我简要介绍了这一点,看起来 95% 以上的时间都花在调用 cursor.fetchone
https://github.com/coleifer/peewee/blob/d8e34b0682d87bd56c1a3636445d9c0fccf2b1e2/peewee.py#L2340
知道怎么回事吗?
这似乎与 Peewee 2.x 中服务器端游标的实现效率低下有关。具体来说,我认为这是因为 peewee 的游标包装器使用 .fetchone() db-api 而不是获取许多行。 3.0a 有一个应该更快的新实现:https://github.com/coleifer/peewee/commit/0ae17c519475c935d9db3c338f36ef058a3f879c
此外,在 2.x 中使用客户端游标存在 none 这些效率问题,因此可以暂时用作解决方法。
在遍历 postgres table 时,我看到莫名其妙的大开销。
我分析了代码,还使用 SQLAlchemy
进行了冒烟测试,以确保它不是慢速连接或底层驱动程序 (psycopg2
)。
运行 这针对 postgres table 约 100 万条记录,但只获取其中的一小部分。
import time
import peewee
import sqlalchemy
from playhouse import postgres_ext
from sqlalchemy.dialects.postgresql import JSONB
from sqlalchemy.engine.url import URL as AlchemyURL
from sqlalchemy.ext.declarative import declarative_base
from sqlalchemy.orm import sessionmaker as alchemy_sessionmaker
user = 'XXX'
password = 'XXX'
database = 'XXX'
host = 'XXX'
port = 5432
table = 'person'
limit = 1000
peewee_db = postgres_ext.PostgresqlExtDatabase(
database=database,
host=host, port=port,
user=user, password=password,
use_speedups=True,
server_side_cursors=True,
register_hstore=False,
)
alchemy_engine = sqlalchemy.create_engine(AlchemyURL('postgresql', username=user, password=password,
database=database, host=host, port=port))

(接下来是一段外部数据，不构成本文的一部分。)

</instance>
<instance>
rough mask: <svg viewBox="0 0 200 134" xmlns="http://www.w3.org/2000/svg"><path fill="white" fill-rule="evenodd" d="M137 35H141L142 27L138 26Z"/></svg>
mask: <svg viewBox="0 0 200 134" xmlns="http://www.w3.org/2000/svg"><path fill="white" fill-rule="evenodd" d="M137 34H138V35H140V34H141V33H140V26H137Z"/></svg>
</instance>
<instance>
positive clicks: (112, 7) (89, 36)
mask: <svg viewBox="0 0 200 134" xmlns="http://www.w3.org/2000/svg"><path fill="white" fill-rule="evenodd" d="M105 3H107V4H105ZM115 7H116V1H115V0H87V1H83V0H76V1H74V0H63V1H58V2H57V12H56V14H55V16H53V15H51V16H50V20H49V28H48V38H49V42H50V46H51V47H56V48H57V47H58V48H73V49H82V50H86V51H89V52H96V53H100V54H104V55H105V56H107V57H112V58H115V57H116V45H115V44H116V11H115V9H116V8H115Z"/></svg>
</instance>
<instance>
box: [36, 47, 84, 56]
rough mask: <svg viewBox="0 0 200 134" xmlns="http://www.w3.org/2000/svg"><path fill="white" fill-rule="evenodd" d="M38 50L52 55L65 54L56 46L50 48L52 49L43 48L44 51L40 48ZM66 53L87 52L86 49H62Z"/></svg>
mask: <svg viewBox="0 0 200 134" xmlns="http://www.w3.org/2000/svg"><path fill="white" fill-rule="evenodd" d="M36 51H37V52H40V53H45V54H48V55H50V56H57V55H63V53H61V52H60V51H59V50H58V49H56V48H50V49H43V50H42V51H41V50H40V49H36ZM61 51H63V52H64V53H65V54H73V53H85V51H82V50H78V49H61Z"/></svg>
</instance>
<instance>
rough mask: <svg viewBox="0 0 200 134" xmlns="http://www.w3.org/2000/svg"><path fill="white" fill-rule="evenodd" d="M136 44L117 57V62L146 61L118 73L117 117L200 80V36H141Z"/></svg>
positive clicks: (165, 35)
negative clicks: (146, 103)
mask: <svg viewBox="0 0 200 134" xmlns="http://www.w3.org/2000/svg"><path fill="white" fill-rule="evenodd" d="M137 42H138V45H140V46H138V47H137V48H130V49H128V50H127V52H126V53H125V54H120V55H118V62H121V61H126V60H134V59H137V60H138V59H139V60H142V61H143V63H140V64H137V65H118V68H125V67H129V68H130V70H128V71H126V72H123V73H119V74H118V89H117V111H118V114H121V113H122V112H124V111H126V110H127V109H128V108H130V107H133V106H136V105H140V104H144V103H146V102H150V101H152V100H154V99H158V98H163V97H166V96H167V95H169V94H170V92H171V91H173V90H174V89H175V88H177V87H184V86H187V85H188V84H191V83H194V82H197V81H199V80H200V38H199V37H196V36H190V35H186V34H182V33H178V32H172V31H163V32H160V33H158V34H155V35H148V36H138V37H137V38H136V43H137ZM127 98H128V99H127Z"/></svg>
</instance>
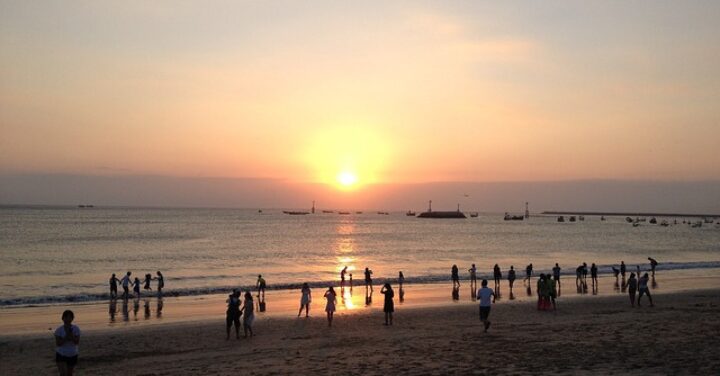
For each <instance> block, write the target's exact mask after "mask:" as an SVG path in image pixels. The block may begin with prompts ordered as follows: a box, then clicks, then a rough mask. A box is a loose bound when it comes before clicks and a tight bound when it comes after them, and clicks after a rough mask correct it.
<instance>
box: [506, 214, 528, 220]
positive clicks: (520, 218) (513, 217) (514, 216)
mask: <svg viewBox="0 0 720 376" xmlns="http://www.w3.org/2000/svg"><path fill="white" fill-rule="evenodd" d="M523 219H525V217H523V216H522V215H510V214H508V213H507V212H505V217H503V220H505V221H522V220H523Z"/></svg>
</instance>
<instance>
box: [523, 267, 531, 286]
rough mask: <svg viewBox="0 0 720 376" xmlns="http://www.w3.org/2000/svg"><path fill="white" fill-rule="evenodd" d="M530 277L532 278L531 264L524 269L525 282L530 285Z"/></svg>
mask: <svg viewBox="0 0 720 376" xmlns="http://www.w3.org/2000/svg"><path fill="white" fill-rule="evenodd" d="M530 277H532V263H530V265H528V266H526V267H525V280H526V281H527V283H528V285H530Z"/></svg>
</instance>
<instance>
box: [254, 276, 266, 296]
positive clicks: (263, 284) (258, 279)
mask: <svg viewBox="0 0 720 376" xmlns="http://www.w3.org/2000/svg"><path fill="white" fill-rule="evenodd" d="M255 287H256V288H257V290H258V298H259V297H260V294H261V293H262V296H263V298H264V297H265V278H263V277H262V274H258V281H257V283H256V284H255Z"/></svg>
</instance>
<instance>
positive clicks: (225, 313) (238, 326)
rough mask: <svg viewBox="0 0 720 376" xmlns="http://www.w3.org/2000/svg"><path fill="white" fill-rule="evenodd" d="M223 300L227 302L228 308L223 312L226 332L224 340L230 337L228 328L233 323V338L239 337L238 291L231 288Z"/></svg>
mask: <svg viewBox="0 0 720 376" xmlns="http://www.w3.org/2000/svg"><path fill="white" fill-rule="evenodd" d="M225 302H226V303H227V304H228V309H227V311H226V312H225V329H226V332H227V336H226V337H225V340H229V339H230V328H231V327H232V326H233V325H235V338H236V339H240V291H238V290H233V292H232V294H230V295H228V298H227V300H225Z"/></svg>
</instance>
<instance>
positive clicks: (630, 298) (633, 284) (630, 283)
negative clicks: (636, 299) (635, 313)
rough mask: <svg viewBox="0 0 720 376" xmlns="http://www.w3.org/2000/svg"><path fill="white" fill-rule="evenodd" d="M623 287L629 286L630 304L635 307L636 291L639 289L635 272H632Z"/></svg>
mask: <svg viewBox="0 0 720 376" xmlns="http://www.w3.org/2000/svg"><path fill="white" fill-rule="evenodd" d="M623 287H624V288H627V290H628V295H629V296H630V304H632V306H633V307H635V292H636V291H637V279H635V273H630V278H629V279H628V281H627V283H626V284H625V285H624V286H623Z"/></svg>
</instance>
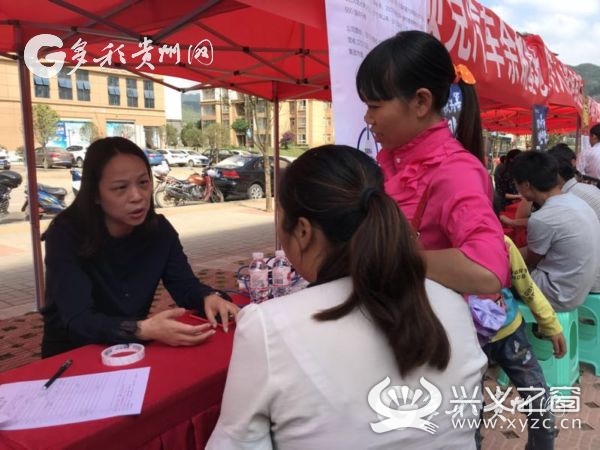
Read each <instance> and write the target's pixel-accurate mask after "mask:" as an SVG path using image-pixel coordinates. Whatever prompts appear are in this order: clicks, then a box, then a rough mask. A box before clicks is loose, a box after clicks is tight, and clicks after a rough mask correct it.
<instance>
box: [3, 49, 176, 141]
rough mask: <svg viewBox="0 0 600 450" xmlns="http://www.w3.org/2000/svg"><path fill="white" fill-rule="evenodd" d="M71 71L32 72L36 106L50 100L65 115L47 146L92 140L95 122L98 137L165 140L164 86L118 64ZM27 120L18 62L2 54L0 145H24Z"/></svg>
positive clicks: (60, 113)
mask: <svg viewBox="0 0 600 450" xmlns="http://www.w3.org/2000/svg"><path fill="white" fill-rule="evenodd" d="M71 70H72V68H67V67H65V68H64V69H63V70H62V71H61V72H60V73H59V74H58V75H57V76H56V77H53V78H41V77H38V76H36V75H33V74H30V76H31V100H32V103H33V105H35V104H46V105H48V106H50V107H51V108H52V109H54V110H55V111H56V112H57V113H58V115H59V117H60V121H59V123H58V124H57V131H56V136H55V137H54V139H52V141H51V142H49V143H48V145H53V146H59V147H67V146H69V145H88V144H89V132H86V131H85V129H86V128H88V129H89V128H90V124H94V125H95V128H96V130H97V131H98V134H99V136H123V137H127V138H129V139H131V140H133V141H134V142H136V143H137V144H138V145H140V146H142V147H144V146H160V145H161V135H162V133H161V130H162V129H161V127H162V126H164V125H165V123H166V120H165V106H164V89H163V86H162V85H160V84H157V83H154V82H153V81H151V80H147V79H145V78H142V77H140V76H137V75H135V74H132V73H130V72H127V71H124V70H118V69H111V68H105V67H85V68H82V67H80V68H78V69H77V70H75V71H74V72H73V73H72V74H69V73H68V72H69V71H71ZM22 124H23V120H22V112H21V95H20V89H19V77H18V67H17V63H16V62H15V61H13V60H9V59H2V58H0V145H4V146H5V147H6V148H8V149H9V151H14V150H15V149H17V148H19V147H22V146H23V142H24V139H23V125H22ZM36 145H39V143H37V142H36Z"/></svg>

alchemy_session = alchemy_sessionmaker(bind=alchemy_engine)()
class PeeweePerson(peewee.Model):
class Meta:
database = peewee_db
db_table = table
id = peewee.CharField(primary_key=True, max_length=64)
data = postgres_ext.BinaryJSONField(index=True, index_type='GIN')
class SQLAlchemyPerson(declarative_base()):
__tablename__ = table
id = sqlalchemy.Column(sqlalchemy.Integer, primary_key=True)
data = sqlalchemy.Column(JSONB)
def run_raw_query():
ids = list(peewee_db.execute_sql(f"SELECT id from {table} order by id desc limit {limit}"))
return ids
def run_peewee_query():
query = PeeweePerson.select(PeeweePerson.id).order_by(PeeweePerson.id.desc()).limit(limit)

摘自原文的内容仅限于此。